L’Assemblée nationale de la République démocratique du Congo a ouvert, lundi 16 mars 2026, sa session ordinaire de mars, avec au cœur des discussions l’insécurité persistante dans l’Est du pays et la lutte contre la fraude de l’or.

Dans un contexte marqué par des défis sécuritaires et économiques persistants, le président de l’Assemblée nationale a souligné la volonté de l’institution de jouer un rôle plus actif dans la recherche de solutions aux problèmes majeurs auxquels le pays est confronté.

« Face aux défis auxquels notre pays est confronté, nous nous employons désormais, dans un élan de proactivité, à contribuer à la recherche de solutions à travers des réflexions et des analyses qui seront publiées sous forme de rapports », a déclaré Aimé Boji.
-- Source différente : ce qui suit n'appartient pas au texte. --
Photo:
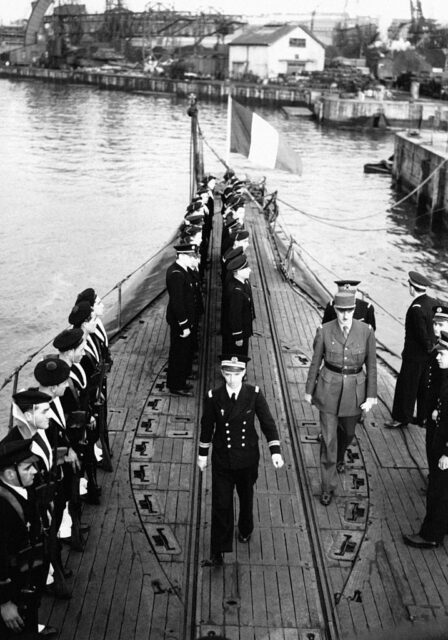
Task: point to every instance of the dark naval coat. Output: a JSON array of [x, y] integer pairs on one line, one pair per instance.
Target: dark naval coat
[[230, 427], [342, 393], [419, 336]]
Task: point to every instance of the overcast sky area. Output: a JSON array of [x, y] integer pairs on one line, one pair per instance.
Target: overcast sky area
[[11, 10]]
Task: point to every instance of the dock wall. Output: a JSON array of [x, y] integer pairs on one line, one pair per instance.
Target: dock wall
[[424, 161], [374, 113], [213, 90]]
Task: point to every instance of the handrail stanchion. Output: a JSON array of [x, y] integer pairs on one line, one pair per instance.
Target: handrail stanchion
[[119, 305], [14, 390]]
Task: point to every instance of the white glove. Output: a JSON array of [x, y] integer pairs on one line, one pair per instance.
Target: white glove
[[277, 460], [368, 404]]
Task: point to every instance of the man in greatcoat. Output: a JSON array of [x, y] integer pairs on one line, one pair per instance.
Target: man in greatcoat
[[419, 341], [435, 524], [238, 307], [341, 389], [181, 315], [228, 422], [364, 310]]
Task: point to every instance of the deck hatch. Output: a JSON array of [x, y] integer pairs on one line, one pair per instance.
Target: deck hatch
[[345, 545], [162, 539]]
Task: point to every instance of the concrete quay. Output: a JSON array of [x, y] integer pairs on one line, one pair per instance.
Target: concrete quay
[[213, 90], [421, 158], [375, 114]]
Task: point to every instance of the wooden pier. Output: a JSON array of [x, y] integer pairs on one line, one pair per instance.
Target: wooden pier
[[309, 572]]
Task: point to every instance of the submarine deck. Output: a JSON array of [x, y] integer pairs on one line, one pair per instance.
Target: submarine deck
[[309, 572]]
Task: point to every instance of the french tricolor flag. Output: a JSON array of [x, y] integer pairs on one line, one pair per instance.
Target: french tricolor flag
[[256, 139]]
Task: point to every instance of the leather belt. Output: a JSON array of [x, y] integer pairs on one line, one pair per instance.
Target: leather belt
[[344, 370]]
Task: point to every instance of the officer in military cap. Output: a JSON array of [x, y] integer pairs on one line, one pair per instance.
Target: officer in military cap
[[21, 544], [71, 346], [228, 422], [180, 315], [435, 524], [419, 340], [341, 389], [52, 374], [364, 310], [239, 307], [433, 378]]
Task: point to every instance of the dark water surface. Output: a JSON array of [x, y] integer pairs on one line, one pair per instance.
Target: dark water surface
[[94, 182]]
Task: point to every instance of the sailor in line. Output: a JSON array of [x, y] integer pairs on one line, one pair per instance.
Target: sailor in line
[[419, 340], [228, 422]]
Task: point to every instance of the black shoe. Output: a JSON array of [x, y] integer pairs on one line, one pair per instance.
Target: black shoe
[[395, 424], [61, 592], [48, 632], [217, 559], [182, 392], [416, 540], [243, 539]]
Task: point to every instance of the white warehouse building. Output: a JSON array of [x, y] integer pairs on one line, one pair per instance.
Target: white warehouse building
[[274, 49]]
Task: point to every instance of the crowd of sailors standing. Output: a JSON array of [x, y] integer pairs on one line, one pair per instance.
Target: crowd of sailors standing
[[48, 465]]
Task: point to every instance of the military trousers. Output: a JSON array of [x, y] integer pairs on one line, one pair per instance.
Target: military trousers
[[179, 360], [337, 434], [435, 524], [411, 387], [224, 481]]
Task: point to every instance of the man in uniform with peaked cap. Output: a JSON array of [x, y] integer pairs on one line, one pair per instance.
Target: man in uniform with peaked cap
[[435, 524], [341, 389], [364, 310], [21, 572], [433, 379], [228, 422], [238, 307], [181, 315], [419, 340]]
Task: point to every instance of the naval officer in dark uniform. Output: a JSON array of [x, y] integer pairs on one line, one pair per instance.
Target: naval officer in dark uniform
[[238, 307], [22, 563], [228, 422], [364, 310], [435, 524], [419, 340], [341, 389], [180, 315]]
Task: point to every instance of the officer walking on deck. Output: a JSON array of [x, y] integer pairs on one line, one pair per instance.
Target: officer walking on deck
[[419, 341], [228, 422], [341, 389]]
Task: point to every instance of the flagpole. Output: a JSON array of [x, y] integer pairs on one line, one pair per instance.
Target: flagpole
[[229, 124]]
Parmi les priorités évoquées figurent notamment les questions sécuritaires, en particulier la situation dans l’Est de la République démocratique du Congo, ainsi que le phénomène Mobondo, qui affecte certaines provinces de l’Ouest du pays.

« À titre d’information, des réflexions sont en cours sur deux questions d’intérêt national, à savoir l’insécurité à l’Est de la RDC et le phénomène Mobondo », a précisé le speaker de l’Assemblée nationale.
Ces travaux devront permettre aux députés d’apporter des contributions analytiques à la gestion de ces crises qui continuent d’affecter la stabilité et la sécurité dans plusieurs régions du pays.

Au-delà des questions sécuritaires, l’Assemblée nationale entend également se pencher sur plusieurs enjeux économiques majeurs. Les élus examineront notamment la maximisation des recettes publiques, la gestion du secteur minier, ainsi que la lutte contre la fraude de l’or dans l’Est du pays.

« Au cours de cette session, d’autres réflexions seront menées sur la maximisation des recettes publiques, l’exploitation et la fraude de l’or à l’Est de la RDC, l’amélioration du climat des affaires dans le cadre du partenariat stratégique États-Unis–RDC, ainsi que la mise en œuvre du couloir vert Kivu–Kinshasa », a-t-il ajouté.

Selon le président de la chambre basse, ces travaux permettront de valoriser l’expertise et la diversité des compétences des députés nationaux, tout en renforçant l’action parlementaire face aux enjeux nationaux.

La question de la fraude de l’or dans l’Est du pays demeure en effet un sujet préoccupant.

Plusieurs rapports nationaux et internationaux dénoncent régulièrement l’existence de circuits illégaux d’exportation de ce minerai stratégique, privant ainsi l’État congolais d’importantes recettes.

Avec l’ouverture de cette session de mars, les parlementaires sont donc appelés à intensifier leurs travaux afin d’apporter des réponses concrètes aux défis sécuritaires et économiques auxquels fait face la République démocratique du Congo.